Responding to an underperforming employee

Posted on 18 November '20 by , under people.

Given how confusing and stressful these times have been for individuals, you might find that employees are not performing at the standard you expect them to. This can prevent the company from meeting its goals and slow down growth.

It is important that you critique yourself before you start questioning the employee. The employee should be aware of what is expected from them, both in terms of role and the standard at which it should be completed. They should also be aware of the consequences of underperforming. You should also ensure that you are not expecting them to complete tasks which they have no training for, and be prepared to provide training if you find this to be the case. In some cases, the employee may not be aware that they are not performing to expectations, in which case, having a conversation with them might be more useful than confronting them about their failures.

Rather than confronting them emotionally, where the conversation is accusatory or potentially threatening, you should prepare what you have to say beforehand and keep it specific to their work and what needs to be done. This will help you address the exact issue of underperformance rather than getting sidetracked with any other factors.

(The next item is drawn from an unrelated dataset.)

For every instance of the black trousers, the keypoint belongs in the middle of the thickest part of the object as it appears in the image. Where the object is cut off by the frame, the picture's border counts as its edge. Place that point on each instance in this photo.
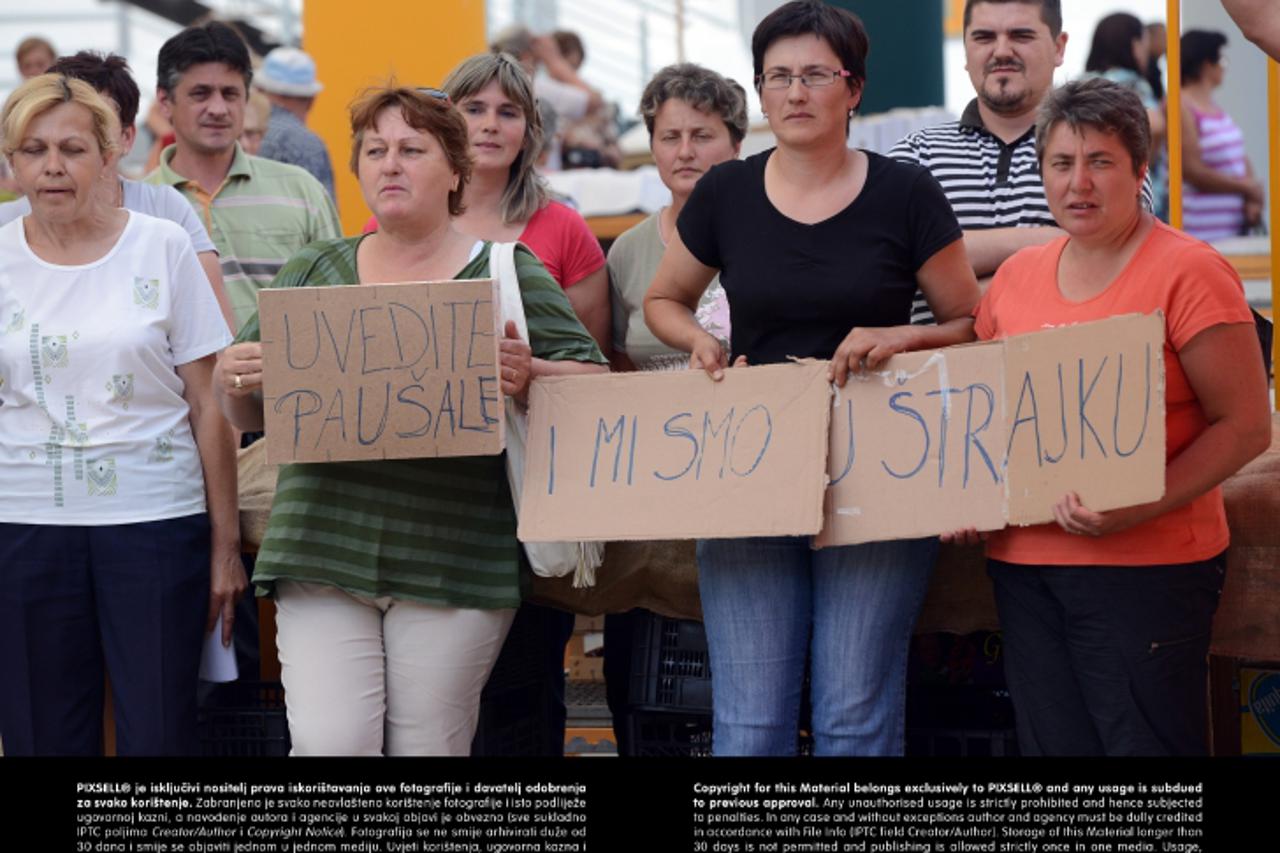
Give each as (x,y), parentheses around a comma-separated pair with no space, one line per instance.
(132,597)
(1109,660)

As mentioned above, the current times have led to a lot of anxiety and stress throughout the public. This sheds light on the fact that an employee may be experiencing personal issues which are causing a decline in their performance. It might be worthwhile to discuss this with them. You may not necessarily be able to help, but it will help you understand the cause.

Creating performance goals that outline what tasks the employee needs to complete and what expectations they need to meet might be a helpful process. Through this method, you might be able to arrange follow-ups which can indicate to both the employee and you whether those goals are being met and what further steps can be taken if they are not. Additionally, if the goals are being met, then you should consider rewarding their improvement to let them know their efforts are valued.

While the above considerations and strategies are valid, you should also prepare yourself to let the employee go. You should learn from the experience and think about what you could have done differently as well as what individual circumstances caused underperformance in the employee.